The last thing any of us need is to be reminded we are not perfect. Perhaps if there is one truism with which we all agree, it is that. In fact, how often almost daily do we all remind each other when a mistake occurs, "Hey, nobody's perfect." Got it. Despite that, however, this is not an excuse for any of us to kick-back and not try to do and be the best we can do and be. Sometimes our lack of perfection can be very costly. This is why we should not take our mistakes lightly. This is especially true in acts of communication where words and meaning matter a great deal. There can be serious ramifications.
Just last month, the federal government committed a costly communication error that nearly triggered military action in the Middle East. It revolved around the dispute over Iran and allegations that it is secretly developing nuclear capabilities for the purpose of doing harm to other nations. Here is part of a statement released by the United States: "These facts are consistent with what the United States has long known: Iran has a robust....." This set off a great deal of concern among nations, particularly Israel. Shortly afterward, the U.S. issued a key correction: "....Iran had a robust...."

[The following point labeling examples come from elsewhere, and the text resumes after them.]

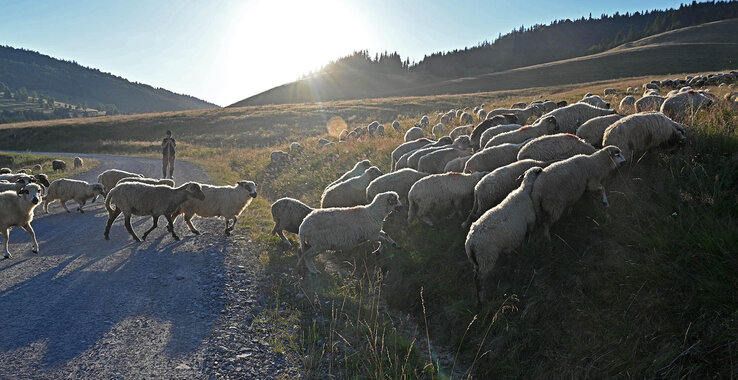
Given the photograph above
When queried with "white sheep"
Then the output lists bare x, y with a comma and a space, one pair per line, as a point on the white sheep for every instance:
226, 202
495, 186
554, 147
344, 228
65, 189
399, 181
449, 193
561, 184
288, 214
133, 198
638, 133
17, 211
110, 178
491, 158
593, 129
351, 192
501, 229
414, 133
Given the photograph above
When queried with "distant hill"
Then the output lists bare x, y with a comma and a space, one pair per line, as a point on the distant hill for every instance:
71, 83
564, 51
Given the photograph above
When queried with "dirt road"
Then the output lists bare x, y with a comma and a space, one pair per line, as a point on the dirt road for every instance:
91, 308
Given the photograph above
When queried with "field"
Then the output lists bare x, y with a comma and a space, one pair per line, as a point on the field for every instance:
645, 288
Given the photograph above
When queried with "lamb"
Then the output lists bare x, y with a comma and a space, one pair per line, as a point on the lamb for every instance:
627, 105
219, 201
561, 185
288, 214
414, 133
434, 162
110, 178
593, 130
142, 199
66, 189
495, 186
344, 228
359, 168
501, 229
351, 192
17, 211
640, 132
649, 103
441, 193
400, 182
491, 158
476, 135
58, 165
408, 147
684, 104
554, 147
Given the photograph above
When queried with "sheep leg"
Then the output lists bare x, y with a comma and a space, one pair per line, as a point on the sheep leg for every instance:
31, 232
129, 228
153, 226
111, 219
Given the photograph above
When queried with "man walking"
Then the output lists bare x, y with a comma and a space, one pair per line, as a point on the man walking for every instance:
168, 145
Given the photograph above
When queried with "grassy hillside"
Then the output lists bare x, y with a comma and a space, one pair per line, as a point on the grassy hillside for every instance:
645, 288
711, 47
71, 83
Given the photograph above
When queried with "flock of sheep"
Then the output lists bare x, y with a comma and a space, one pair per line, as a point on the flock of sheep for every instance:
124, 192
502, 176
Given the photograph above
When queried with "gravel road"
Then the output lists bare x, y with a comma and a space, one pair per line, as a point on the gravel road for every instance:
85, 307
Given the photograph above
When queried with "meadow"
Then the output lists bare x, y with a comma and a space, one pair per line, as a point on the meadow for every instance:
645, 288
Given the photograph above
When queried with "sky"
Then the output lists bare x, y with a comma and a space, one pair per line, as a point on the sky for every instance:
227, 50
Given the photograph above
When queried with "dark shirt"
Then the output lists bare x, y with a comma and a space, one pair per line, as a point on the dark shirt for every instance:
168, 149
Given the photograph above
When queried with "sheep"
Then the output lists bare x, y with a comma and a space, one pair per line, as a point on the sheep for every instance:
627, 104
489, 123
288, 214
522, 114
438, 130
593, 129
649, 103
434, 162
142, 199
351, 192
494, 131
441, 193
278, 157
501, 230
17, 211
400, 182
359, 168
457, 164
408, 147
414, 133
344, 228
66, 189
685, 104
561, 184
111, 177
640, 132
227, 202
460, 131
491, 158
466, 118
58, 165
495, 186
554, 147
569, 118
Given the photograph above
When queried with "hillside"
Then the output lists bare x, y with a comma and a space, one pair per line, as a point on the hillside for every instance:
71, 83
660, 54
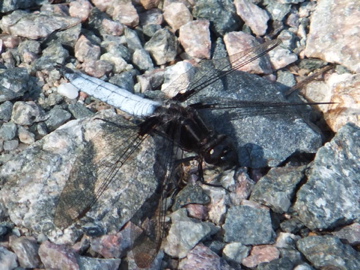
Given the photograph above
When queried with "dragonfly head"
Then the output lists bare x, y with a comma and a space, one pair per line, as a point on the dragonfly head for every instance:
221, 152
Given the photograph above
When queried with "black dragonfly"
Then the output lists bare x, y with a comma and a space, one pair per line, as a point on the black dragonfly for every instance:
182, 127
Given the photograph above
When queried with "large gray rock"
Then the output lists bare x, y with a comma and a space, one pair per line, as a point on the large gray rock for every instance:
277, 188
79, 155
263, 135
249, 226
328, 251
330, 198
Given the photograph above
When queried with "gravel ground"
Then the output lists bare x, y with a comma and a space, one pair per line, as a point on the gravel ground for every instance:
292, 203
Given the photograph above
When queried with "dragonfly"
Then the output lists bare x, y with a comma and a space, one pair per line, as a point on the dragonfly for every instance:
181, 126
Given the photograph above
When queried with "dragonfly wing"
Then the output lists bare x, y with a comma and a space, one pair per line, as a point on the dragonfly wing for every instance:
98, 166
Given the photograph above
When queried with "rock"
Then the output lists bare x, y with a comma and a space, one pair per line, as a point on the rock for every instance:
327, 250
324, 201
221, 13
5, 111
304, 266
57, 117
177, 78
286, 78
278, 264
278, 10
8, 259
59, 256
201, 257
255, 149
132, 39
162, 46
10, 145
14, 83
80, 9
8, 131
339, 37
151, 17
249, 226
261, 254
118, 63
286, 240
99, 68
123, 12
343, 89
195, 39
29, 50
237, 45
113, 245
190, 194
25, 136
26, 250
242, 189
113, 27
27, 113
149, 4
277, 188
142, 59
217, 206
85, 50
351, 234
54, 53
31, 25
78, 110
176, 15
13, 5
235, 251
114, 47
88, 263
281, 57
64, 151
68, 90
254, 17
185, 233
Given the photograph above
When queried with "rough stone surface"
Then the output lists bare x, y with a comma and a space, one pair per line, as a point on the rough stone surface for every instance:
254, 17
344, 90
195, 38
261, 254
85, 50
61, 151
176, 15
238, 42
330, 196
236, 252
277, 189
185, 233
5, 110
27, 113
338, 38
201, 257
324, 251
124, 12
351, 234
57, 256
31, 25
221, 13
13, 83
162, 46
248, 225
26, 250
8, 259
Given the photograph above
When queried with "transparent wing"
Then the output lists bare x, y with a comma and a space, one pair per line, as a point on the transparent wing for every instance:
92, 172
223, 67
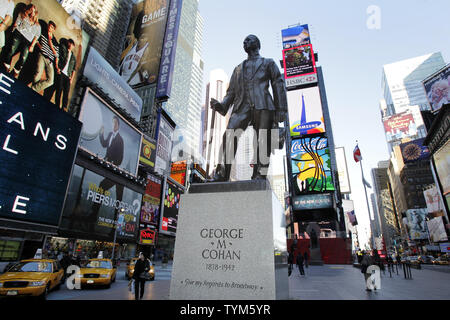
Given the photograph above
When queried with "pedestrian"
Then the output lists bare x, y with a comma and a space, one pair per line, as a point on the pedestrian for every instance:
305, 256
365, 263
140, 268
300, 261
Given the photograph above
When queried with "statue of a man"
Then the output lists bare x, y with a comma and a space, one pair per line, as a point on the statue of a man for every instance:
252, 103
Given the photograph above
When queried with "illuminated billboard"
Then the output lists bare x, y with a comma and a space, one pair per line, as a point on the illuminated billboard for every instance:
295, 36
39, 144
305, 112
311, 165
94, 203
31, 57
107, 135
140, 59
437, 88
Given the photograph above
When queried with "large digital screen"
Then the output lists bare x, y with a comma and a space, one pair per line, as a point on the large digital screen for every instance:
95, 203
107, 135
305, 112
171, 202
311, 165
39, 143
27, 48
151, 202
295, 36
141, 56
437, 88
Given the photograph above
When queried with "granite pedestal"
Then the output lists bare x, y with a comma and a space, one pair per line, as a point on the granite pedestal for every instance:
230, 244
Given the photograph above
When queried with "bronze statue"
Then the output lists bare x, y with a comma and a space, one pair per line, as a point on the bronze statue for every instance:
252, 103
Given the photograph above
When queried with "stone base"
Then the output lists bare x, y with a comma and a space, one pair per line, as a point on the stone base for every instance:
230, 244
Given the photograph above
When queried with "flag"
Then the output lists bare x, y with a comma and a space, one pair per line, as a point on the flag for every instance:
357, 154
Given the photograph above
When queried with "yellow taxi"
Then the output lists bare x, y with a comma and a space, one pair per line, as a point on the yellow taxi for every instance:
130, 269
97, 272
33, 277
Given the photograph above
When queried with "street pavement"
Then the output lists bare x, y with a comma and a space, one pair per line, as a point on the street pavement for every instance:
327, 282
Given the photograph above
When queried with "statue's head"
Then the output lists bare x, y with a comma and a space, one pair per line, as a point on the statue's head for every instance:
251, 43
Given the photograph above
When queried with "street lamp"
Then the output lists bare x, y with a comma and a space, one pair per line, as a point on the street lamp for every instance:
118, 223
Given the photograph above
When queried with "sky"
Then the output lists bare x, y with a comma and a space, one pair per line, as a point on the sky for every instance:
353, 39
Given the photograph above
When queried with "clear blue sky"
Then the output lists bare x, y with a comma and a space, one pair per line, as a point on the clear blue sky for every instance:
351, 56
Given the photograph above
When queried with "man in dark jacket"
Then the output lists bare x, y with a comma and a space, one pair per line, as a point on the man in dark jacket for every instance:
140, 268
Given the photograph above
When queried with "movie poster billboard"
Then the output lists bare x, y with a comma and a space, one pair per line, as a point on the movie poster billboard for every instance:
414, 151
151, 201
54, 81
140, 59
437, 88
107, 135
311, 165
171, 203
94, 204
38, 147
305, 112
295, 36
416, 221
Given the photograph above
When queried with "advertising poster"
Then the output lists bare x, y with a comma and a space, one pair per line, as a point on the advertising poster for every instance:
95, 203
107, 135
148, 152
178, 172
100, 72
140, 59
151, 201
416, 221
39, 143
305, 112
295, 36
56, 81
311, 165
437, 230
442, 163
399, 126
299, 61
414, 150
437, 88
171, 203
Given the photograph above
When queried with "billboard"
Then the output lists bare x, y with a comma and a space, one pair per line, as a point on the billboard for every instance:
140, 59
311, 165
55, 81
416, 221
414, 151
164, 145
341, 161
399, 126
94, 203
107, 135
437, 88
148, 152
151, 201
102, 74
178, 172
164, 86
305, 112
171, 203
295, 36
39, 144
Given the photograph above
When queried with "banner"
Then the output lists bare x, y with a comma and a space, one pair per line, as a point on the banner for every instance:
107, 135
57, 81
101, 73
437, 88
94, 203
39, 143
305, 112
140, 59
311, 165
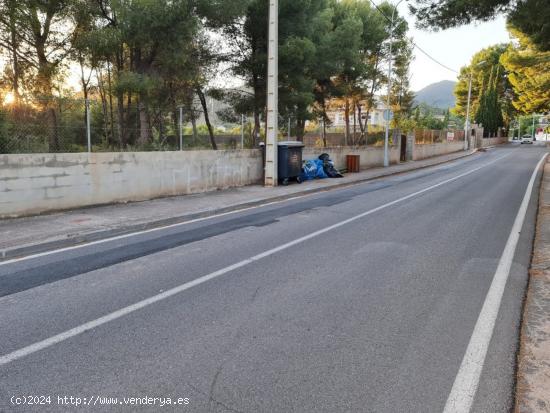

Whoever distributed the statement initially had put things in the present rather than past tense. Ooops. This is a perfect example of how a small error can actually be a very big one; almost like amputating the wrong leg. Even though "nobody's perfect," this is why in matters of consequence that truism should not just be embraced but safe-guarded against. When we communicate, particularly in writing, we should assume we have had a mistake and then double and perhaps even triple check what we have composed. Our imperfection is a way of life for all of us. So, too, should be steps to be constantly on the look-out for it. This is where vigilance is a key to acts of successful and even effective communication.